The Apocrypha Books in the KJV
There was much indecision about the Apocryphal books. It was clear which ones were trustworthy and which ones were not. You can find a great many, and very lengthy, commentaries on the Apocrypha, but I will not include links to them all.
The Apocrypha was originally a part of 1611 version of the King James Bible. For many years, authorities considered these books “Scripture” until they removed them 274 years later. They were removed in 1885 for a variety of reasons.
None of the Apocryphal books were written in Hebrew, as was the rest of the Old Testament. None of the writers of the Apocryphal books claimed Godly inspiration behind any of these writings. What’s more, the Jewish Church never considered these texts sacred. For that reason, Jews did not include them in their Scriptures.
Other reasons for their final exclusion include the fact that contradictions occur throughout, as do teachings about praying for the dead, and perfection due to a sinless nature apart from God. The books encourage and teach other immoral acts including suicide, assassination, and lying.
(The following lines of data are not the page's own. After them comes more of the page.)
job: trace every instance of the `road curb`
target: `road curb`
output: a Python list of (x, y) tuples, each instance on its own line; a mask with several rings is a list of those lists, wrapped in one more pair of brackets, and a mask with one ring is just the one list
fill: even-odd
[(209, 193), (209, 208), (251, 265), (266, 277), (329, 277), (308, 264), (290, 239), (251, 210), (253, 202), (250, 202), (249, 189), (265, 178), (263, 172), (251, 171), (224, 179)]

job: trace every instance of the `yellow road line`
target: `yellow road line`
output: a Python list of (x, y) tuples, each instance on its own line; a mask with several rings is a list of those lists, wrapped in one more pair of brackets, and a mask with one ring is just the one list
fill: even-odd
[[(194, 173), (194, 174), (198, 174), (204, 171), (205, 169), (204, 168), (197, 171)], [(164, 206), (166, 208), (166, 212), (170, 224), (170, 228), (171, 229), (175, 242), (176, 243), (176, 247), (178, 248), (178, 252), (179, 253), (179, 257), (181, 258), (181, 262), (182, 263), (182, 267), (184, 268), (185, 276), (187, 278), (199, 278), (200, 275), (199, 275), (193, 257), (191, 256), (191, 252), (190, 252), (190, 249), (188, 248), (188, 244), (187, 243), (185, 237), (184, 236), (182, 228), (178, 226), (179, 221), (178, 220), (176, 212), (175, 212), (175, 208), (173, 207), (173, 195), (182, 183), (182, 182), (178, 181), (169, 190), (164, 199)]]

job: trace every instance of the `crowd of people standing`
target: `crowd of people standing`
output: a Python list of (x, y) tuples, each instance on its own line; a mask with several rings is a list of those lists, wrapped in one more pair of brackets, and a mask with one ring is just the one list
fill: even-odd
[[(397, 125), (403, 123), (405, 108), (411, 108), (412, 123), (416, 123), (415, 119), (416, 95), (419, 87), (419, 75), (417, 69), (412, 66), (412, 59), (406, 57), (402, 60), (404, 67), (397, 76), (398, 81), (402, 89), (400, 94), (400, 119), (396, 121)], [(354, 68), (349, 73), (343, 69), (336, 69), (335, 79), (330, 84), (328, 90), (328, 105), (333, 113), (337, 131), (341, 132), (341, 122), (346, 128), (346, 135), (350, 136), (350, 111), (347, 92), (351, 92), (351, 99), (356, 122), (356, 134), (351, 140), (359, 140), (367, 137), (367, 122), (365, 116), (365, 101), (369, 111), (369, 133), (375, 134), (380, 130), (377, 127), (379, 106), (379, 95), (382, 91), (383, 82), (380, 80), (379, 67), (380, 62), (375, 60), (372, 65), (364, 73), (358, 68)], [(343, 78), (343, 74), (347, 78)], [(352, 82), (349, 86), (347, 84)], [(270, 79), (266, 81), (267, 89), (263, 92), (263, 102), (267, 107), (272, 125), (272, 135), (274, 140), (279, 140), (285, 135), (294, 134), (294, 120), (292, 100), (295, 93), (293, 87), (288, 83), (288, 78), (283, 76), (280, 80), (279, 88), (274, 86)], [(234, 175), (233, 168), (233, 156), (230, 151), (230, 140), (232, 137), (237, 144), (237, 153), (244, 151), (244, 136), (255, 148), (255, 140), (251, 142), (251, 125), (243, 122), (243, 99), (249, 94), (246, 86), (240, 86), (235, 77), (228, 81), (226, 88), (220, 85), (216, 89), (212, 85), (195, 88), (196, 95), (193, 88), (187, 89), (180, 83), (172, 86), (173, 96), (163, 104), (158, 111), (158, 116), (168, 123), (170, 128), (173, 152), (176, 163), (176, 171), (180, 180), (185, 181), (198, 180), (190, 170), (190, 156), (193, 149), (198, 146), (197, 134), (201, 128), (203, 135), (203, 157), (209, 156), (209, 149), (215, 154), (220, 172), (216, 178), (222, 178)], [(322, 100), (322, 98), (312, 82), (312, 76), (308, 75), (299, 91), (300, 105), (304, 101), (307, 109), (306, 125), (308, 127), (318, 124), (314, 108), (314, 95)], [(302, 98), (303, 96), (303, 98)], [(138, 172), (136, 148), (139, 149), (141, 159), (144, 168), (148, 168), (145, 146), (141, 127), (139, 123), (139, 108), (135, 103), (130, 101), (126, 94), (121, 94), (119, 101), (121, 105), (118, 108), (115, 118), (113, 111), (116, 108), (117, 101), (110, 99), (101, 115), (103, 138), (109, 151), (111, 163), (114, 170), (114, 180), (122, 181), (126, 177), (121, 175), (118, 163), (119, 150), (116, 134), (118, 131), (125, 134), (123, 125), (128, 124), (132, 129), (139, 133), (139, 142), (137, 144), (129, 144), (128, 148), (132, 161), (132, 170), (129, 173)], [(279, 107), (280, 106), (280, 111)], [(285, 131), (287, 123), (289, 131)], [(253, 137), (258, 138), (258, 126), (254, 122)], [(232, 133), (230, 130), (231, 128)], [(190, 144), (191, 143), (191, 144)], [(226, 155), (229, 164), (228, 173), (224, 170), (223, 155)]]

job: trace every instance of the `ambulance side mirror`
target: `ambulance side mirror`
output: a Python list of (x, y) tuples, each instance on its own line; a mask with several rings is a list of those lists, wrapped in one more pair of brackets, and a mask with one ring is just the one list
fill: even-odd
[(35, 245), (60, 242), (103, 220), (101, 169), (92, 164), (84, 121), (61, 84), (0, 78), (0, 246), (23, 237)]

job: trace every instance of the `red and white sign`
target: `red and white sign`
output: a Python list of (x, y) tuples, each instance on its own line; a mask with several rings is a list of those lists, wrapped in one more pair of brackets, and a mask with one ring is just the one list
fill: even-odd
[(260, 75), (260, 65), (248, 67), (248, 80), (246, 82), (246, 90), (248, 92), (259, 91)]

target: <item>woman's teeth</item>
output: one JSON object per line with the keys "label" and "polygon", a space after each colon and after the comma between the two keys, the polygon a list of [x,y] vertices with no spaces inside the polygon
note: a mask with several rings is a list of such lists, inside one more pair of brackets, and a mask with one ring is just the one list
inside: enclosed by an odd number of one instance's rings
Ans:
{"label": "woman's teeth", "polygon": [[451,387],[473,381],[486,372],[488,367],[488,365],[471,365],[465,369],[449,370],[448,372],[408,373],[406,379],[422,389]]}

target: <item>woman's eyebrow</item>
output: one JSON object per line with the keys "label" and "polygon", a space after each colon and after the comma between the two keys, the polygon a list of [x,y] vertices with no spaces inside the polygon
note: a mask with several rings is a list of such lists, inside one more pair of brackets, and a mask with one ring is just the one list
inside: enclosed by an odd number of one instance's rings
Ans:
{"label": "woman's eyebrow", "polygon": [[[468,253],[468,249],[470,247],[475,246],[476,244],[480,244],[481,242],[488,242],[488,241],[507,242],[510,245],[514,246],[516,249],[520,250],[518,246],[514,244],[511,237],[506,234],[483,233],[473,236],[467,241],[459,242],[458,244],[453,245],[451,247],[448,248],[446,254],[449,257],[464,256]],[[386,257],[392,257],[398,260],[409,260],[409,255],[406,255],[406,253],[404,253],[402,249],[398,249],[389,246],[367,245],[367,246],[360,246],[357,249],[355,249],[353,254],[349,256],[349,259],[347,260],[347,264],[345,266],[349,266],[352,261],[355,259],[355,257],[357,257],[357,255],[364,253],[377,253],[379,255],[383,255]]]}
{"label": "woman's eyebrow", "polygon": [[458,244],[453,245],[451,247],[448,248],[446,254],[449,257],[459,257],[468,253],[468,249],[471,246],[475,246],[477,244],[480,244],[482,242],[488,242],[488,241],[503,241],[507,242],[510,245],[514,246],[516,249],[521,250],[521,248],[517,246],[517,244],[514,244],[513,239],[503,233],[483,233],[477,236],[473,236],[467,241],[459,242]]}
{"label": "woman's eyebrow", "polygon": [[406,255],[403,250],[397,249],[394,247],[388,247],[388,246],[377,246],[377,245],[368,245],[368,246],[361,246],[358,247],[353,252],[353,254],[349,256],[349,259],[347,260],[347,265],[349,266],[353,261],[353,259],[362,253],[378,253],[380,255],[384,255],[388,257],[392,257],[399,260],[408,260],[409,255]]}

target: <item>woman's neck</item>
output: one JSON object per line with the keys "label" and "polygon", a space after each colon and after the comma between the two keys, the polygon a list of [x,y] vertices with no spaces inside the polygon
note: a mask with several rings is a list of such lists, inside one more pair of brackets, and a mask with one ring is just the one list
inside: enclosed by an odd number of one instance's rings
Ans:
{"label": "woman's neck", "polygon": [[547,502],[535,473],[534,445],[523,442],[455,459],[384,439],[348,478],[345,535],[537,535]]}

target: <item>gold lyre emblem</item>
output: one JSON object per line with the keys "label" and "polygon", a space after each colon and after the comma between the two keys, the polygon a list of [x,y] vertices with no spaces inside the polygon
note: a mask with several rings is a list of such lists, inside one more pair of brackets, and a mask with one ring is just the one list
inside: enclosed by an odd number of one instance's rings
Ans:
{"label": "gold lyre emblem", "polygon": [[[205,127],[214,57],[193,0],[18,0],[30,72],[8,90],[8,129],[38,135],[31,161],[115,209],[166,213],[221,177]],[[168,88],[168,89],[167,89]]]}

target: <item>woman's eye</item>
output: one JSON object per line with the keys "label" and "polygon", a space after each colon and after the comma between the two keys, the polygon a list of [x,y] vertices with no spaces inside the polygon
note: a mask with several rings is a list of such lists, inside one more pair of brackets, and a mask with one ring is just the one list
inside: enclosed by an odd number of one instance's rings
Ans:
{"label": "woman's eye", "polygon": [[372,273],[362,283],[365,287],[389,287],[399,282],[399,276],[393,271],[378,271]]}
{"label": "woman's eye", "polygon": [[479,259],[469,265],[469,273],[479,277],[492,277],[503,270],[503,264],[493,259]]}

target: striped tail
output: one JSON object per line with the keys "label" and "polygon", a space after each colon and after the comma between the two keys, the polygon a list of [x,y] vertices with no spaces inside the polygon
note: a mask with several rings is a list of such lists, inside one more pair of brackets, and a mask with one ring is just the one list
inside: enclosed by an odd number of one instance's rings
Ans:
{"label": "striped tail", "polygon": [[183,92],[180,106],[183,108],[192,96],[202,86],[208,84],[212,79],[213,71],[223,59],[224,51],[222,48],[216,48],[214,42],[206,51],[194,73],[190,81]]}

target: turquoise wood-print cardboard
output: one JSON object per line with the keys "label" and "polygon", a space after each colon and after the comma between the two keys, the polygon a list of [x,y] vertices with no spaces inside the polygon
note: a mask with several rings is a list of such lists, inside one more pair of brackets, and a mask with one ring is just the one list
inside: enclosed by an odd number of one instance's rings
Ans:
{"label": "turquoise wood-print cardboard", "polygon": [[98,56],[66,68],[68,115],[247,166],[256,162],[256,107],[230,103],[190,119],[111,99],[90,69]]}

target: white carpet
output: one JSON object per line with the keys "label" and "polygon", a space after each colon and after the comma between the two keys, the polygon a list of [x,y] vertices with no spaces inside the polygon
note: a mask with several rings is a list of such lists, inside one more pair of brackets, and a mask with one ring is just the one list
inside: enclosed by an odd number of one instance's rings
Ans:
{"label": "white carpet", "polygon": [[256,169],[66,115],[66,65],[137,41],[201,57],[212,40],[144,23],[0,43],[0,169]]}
Early on, it was reiterated that the Apocrypha was not truly valid. They were not considered authoritative for doctrine, according to the Thirty-Nine Articles of the Church of England.
The Westminster Confession, dated between 1643 and 1648, after the inclusion of the books in the official King James Version, states these books are of no divine interpretation and have no authority.
Martin Luther included the books in his own German version of the Bible but noted that they were in no way considered equal to the Holy Scriptures.
It is important for you to remember that in the King James Version Bible in which the Apocrypha was included, the books were separated from the rest of the Holy Scriptures. This way, they were noted for their distinction of seclusion. The same was true of Luther’s German Bible.
The Catholic Bibles, however, including the Jerusalem Bible, allow the texts to remain intermingled with the Scriptures. This gives the implication that they were, in fact, an actual part of the Scriptures.
The Final Verdict
While Martin Luther said that the Apocrypha was useful to read, even though it was not divinely inspired, you should remember there are many grievous errors in the texts themselves.
Even Josephus himself, who wrote in the third century, stated that there were only 22 books in the Jewish Bible. His statement comes from: A Handbook on Bible Translations, Shenandoah Lectures, p. 280, quoting Josephus, Against Apion Book 1 section 8, and reads, “We have not an innumerable multitude of books among us disagreeing from and contradicting one another (as the Greeks have) but only twenty-two books… which are justly believed to be divine.”
The debate remains as an on-going argument across many different platforms, both for and against the writings. However, we believe that they hold no significance, other than a bit of historical reference. They are clearly not inspired, clearly not recalled by anyone with significant knowledge in the Scriptures, and absolutely not for use for doctrines or guides for living.